İyiliği kendilerinden kötülüğü başkasından bilenler. Günümüzde de çok tanıdık geliyor bu söylem. Halbu ki ATA’lar çuvaldızı kendimize batırmamızı öğütlemişlerdi. Türk Töresi.

Farklı kavimler ve peygamberler olmasına karşın yaşanan olaylar neticesinde verilen tepkiler hatta söylemler aynıdır. Uyarıları dinlemeyen toplumlara terbiye edici olarak gönderilen Uğursuzluk Kuşu da aynı olabilir.

İsra 13: Her insanın Uğursuzluk Kuşunu boynuna bağladık. Ve onun için kıyamet günü açılmış olarak bulacağı bir kitap çıkarırız.

Burada farklı bir söylem ortaya çıkıyor boyunlara bağlanan Uğursuzluk Kuşu! Bu Uğursuzluk Kuşu ile gelen birileri mi var? Kim uyarıları dinlemez ise dinlemesini sağlamak için. Bir nevi terbiye etmek için de diyebiliriz.

Enbiya 79: Süleyman’a onu bellettik. İkisine bilgi ve hükümdarlık verdik. Onunla beraber Davud’a tespih eden dağları ve kuşları boyun eğdirdik. Ve biz yaparız.

Bu ayet ve öncesi ayetlerden Davud Peygamber ile Süleyman Peygamberin bu kıssa da birlikte anlatıldığını görüyoruz. Süleyman Peygamber’e belleğine yerleştirildiği vurgulanan bir bilgi veriliyor. Sonra hem Süleyman Peygamber’e hem de Davud Peygamber’e bilgi ve hükümdarlık veriliyor. Tüm bu güç verildikten sonra dağlar ve kuşlar tesbih etmeleri için boyun eğdiriliyor.

Allahu alem, ayette geçen kelimelere baktığımız zaman;

Boyun eğdirdik diye çevrilen sehharna kelimesi emrine verdik diye de kullanılmış,

Ttayra; kuş diye çevrilen bu kelime Kambaba’dan ayetler ışığında öğrenmiş olduğumuz gibi gemi

Tesbih eden diye çevrilen yusebbihne  sbh (سبح) kökünden geliyor. Yüzmek anlamına da gelmekte olup bu anlamda kullanılan ayetler vardır.

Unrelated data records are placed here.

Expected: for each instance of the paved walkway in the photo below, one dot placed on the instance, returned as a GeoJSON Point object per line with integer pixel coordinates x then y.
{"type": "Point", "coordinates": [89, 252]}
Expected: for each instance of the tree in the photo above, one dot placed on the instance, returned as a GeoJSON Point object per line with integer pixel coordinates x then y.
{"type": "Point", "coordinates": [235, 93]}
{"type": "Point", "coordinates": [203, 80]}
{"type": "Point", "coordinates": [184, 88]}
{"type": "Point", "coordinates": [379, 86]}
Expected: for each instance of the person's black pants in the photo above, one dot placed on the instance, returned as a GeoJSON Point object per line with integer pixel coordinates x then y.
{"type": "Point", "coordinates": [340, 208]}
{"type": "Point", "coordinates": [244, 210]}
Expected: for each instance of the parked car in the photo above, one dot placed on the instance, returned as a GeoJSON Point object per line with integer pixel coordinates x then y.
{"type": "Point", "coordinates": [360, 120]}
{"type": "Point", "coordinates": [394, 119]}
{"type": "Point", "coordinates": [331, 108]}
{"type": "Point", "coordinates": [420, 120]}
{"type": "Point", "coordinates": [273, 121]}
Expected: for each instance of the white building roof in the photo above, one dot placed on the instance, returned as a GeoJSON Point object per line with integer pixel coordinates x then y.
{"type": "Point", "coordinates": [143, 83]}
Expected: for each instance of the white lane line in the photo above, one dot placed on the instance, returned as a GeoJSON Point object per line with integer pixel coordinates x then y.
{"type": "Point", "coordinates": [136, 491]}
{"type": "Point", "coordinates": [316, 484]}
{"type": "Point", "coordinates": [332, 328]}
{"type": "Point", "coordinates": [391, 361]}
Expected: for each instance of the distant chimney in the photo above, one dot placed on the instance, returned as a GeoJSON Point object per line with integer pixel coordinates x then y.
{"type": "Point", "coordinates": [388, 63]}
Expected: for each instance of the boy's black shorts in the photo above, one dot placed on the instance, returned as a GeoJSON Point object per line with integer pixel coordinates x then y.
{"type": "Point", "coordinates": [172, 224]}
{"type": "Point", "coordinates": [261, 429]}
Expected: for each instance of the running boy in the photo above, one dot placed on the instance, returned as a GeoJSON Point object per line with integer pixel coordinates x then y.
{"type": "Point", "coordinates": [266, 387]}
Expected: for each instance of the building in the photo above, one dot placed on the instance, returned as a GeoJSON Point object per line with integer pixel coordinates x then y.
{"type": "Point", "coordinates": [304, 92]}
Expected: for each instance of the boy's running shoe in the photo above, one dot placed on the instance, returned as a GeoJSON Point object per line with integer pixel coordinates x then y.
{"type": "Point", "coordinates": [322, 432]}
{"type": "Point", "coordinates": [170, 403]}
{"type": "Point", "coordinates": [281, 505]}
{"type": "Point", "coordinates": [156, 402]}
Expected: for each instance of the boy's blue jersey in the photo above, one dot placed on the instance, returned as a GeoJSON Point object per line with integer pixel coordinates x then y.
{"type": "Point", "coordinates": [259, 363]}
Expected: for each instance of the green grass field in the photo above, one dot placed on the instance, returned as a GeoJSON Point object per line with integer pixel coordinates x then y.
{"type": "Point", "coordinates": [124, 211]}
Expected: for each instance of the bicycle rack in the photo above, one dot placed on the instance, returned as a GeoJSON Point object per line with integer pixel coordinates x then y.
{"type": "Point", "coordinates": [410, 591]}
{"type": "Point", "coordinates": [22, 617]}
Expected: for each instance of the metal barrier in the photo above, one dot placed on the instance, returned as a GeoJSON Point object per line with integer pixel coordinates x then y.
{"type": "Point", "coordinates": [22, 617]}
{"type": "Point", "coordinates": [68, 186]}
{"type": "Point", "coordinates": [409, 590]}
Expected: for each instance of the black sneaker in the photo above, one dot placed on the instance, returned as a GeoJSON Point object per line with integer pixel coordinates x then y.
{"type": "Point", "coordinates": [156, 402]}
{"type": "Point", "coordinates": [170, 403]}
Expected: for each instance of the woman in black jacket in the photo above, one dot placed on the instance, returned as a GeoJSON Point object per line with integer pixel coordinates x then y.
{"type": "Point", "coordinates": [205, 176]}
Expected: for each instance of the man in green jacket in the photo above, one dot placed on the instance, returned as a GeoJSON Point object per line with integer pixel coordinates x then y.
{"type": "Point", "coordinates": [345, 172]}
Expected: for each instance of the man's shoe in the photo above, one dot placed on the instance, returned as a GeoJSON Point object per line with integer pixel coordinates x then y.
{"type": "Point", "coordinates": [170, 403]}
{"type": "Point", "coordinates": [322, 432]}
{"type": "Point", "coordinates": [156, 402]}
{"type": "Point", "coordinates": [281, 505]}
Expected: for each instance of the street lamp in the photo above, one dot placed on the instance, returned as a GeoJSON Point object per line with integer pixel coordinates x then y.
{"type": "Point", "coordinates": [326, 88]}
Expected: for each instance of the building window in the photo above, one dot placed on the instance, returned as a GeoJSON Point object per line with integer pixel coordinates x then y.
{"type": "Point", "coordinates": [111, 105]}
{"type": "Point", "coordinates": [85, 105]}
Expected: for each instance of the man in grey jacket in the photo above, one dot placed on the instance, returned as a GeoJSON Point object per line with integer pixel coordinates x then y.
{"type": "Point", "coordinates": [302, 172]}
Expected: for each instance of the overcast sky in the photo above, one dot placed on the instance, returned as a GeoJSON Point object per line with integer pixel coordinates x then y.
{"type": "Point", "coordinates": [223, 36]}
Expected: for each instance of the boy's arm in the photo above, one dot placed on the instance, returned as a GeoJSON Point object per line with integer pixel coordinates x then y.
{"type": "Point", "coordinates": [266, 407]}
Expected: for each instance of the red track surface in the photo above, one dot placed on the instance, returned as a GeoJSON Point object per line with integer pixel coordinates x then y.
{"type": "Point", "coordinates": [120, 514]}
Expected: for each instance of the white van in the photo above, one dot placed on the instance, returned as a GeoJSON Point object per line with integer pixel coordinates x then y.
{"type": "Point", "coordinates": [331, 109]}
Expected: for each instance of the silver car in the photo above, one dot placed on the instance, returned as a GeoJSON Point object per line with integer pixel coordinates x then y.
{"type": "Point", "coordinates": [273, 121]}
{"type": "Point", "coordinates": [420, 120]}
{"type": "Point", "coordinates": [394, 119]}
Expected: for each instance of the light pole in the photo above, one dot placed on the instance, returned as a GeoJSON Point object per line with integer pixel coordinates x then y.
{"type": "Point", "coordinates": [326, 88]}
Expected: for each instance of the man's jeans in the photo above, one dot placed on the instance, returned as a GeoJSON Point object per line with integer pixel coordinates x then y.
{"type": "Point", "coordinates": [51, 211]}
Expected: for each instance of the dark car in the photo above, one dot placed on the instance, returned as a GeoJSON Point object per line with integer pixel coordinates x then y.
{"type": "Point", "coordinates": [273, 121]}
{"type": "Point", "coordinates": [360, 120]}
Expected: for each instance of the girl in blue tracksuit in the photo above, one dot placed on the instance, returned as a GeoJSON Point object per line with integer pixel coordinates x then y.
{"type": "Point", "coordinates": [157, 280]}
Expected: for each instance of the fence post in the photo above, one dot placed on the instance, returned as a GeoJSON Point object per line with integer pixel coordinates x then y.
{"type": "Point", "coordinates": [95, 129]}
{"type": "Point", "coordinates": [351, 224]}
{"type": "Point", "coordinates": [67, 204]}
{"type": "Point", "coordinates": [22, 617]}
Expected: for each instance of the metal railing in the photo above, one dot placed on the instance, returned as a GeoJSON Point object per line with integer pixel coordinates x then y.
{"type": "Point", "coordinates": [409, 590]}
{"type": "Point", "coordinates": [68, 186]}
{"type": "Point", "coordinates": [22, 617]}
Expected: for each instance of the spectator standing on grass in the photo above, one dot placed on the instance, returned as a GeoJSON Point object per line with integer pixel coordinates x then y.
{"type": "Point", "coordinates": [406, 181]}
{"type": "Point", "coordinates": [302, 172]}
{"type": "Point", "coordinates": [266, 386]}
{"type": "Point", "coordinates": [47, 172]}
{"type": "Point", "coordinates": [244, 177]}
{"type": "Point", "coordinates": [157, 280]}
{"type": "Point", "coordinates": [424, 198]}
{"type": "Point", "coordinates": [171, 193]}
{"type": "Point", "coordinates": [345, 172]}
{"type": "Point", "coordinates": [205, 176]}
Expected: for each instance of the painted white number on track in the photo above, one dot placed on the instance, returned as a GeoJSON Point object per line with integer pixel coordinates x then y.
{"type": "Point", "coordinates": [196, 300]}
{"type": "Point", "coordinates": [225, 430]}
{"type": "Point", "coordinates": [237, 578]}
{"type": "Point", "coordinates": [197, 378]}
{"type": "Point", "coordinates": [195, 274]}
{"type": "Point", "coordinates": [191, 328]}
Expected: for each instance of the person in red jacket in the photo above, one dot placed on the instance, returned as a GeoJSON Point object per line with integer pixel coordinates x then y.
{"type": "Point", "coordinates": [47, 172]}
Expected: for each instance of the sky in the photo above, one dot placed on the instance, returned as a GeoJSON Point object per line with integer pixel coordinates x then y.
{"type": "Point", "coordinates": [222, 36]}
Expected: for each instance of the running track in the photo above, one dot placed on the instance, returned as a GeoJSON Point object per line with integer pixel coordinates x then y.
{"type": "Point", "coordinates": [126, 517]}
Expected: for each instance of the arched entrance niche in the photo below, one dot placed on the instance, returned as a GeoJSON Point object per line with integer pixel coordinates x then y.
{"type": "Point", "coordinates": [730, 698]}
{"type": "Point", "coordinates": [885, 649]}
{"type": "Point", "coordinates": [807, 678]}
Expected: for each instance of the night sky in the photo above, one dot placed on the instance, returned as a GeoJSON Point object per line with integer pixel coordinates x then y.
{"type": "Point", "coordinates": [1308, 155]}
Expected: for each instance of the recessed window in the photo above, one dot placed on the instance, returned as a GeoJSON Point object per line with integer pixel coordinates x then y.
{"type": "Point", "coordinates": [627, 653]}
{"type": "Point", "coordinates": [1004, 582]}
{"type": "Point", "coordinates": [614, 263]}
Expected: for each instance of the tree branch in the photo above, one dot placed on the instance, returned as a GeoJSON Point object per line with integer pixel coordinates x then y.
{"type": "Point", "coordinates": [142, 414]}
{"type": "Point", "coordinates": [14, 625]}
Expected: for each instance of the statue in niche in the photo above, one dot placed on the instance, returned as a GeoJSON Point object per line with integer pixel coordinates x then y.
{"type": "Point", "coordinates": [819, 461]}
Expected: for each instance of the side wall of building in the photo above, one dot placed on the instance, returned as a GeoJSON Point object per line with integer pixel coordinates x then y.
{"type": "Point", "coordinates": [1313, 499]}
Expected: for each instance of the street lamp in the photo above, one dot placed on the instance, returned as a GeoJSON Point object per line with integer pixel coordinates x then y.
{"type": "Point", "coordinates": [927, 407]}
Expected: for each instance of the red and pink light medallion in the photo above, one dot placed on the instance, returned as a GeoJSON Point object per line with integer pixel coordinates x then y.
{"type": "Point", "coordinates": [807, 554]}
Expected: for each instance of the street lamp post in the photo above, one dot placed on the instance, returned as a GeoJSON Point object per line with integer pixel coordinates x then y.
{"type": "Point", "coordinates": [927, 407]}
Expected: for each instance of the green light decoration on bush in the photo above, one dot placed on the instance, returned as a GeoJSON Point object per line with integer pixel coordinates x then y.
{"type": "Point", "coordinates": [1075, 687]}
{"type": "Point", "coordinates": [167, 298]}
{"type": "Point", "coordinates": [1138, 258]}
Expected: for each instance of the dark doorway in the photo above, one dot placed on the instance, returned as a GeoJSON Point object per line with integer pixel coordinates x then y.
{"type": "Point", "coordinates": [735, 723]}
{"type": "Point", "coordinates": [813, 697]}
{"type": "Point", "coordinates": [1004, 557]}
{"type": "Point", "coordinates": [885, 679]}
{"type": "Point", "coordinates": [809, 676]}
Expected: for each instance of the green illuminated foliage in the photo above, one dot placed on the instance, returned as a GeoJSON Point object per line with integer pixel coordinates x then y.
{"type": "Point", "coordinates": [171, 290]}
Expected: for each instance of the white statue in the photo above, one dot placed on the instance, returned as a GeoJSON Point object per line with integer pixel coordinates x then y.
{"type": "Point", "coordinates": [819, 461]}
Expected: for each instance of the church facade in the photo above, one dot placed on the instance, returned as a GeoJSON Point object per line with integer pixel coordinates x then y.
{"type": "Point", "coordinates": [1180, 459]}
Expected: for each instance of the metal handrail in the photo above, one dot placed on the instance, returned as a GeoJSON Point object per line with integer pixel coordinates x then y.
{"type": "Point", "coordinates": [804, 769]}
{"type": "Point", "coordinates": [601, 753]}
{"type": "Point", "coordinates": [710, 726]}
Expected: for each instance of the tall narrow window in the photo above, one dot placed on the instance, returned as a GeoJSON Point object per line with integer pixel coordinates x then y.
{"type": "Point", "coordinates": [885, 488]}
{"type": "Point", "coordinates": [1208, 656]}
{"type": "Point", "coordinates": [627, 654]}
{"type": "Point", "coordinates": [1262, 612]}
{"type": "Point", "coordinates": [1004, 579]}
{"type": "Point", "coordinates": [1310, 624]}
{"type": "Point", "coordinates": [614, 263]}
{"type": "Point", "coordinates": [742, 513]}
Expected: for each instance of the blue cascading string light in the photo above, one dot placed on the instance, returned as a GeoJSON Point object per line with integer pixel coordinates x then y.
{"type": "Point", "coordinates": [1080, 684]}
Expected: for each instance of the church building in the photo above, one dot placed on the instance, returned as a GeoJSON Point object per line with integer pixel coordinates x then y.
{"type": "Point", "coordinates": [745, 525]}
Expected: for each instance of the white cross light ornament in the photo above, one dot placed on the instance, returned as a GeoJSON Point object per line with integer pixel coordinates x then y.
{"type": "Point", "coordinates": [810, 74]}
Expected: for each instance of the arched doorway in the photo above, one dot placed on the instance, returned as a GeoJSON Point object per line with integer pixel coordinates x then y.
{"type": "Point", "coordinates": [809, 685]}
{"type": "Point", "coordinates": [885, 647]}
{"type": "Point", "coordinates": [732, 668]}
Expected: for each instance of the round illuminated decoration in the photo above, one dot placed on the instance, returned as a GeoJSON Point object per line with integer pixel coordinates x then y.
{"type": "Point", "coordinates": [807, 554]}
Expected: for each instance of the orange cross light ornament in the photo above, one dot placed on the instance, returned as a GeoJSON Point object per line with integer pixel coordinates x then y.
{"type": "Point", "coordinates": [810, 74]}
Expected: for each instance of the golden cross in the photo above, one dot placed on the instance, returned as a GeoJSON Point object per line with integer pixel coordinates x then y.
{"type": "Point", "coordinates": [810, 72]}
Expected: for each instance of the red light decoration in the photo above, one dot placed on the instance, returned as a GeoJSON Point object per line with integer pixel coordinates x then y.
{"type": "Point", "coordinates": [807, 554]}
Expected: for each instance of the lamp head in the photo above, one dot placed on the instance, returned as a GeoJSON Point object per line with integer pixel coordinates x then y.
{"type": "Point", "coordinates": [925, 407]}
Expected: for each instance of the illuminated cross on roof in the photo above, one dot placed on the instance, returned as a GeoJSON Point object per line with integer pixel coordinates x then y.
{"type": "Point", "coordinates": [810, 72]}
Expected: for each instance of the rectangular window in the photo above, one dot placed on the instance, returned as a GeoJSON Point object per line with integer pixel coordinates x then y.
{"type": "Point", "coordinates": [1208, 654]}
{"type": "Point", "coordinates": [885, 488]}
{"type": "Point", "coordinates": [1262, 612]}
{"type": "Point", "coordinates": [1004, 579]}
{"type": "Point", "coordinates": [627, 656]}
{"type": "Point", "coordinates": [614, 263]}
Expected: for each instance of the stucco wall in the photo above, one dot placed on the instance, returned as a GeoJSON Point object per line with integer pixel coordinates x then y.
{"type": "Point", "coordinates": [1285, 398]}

Enbiya 33: Geceyi ve gündüzü, Güneş'i ve Ay'ı yaratan O'dur. Onların her biri bir yörüngede yüzmektedir.

Yasin 40: Ne Güneşin Aya erişmesi yaraşır ne de gece gündüzün önüne geçebilir. Ve hepsi bir yörüngede yüzmektedir.

Enbiya 79.ayet ile ilgili Allah’a sığınarak gönlüme düşeni yazıyorum:

“Süleyman’a onu bellettik. İkisine bilgi ve hükümdarlık verdik. Dağları ve gemileri Davud’un emrine verdik. Onunla beraber yüzerler. Ve biz yaparız”

Takip eden ayetler de zırh yapımının öğretilmesi, rüzgarın Süleyman Peygamber’in emrine verilmesi konu ediliyor. Sanki lojistik bir hazırlık yapılıyor. Lojistik hazırlık içerisinde uçan bir gemi en önemli yeri tutacaktır diye düşünüyorum. Askeri öğretisi olan ehil ağabeylerimiz daha iyi bilirler.

Yüce kitabımız Kur’AN—Kerim’de yer alan ve kuş diye çevrilmiş diğer kelimeleri gemi, gemidekiler, gemiyle gelenler olarak değişitirerek ifade etmeye çalışacağım.

Hac 31: Allah için, O’na ortak koşmadan hanifler olun. Kim Allah’a ortak koşarsa sanki gökten kapanan ve kendisini kapan gemi veya rüzgar onu uzak bir mekana sürükler.

Nur 41: Görmedin mi? Göklerde ve yerde olan kimseler, saflar halinde uçan gemiler şüphesiz Allah’ı, O’nu tespbih ederler. Andolsun hepsi salatını ve tesbihini bilir. Ve Allah onların yaptıklarını bilmektedir.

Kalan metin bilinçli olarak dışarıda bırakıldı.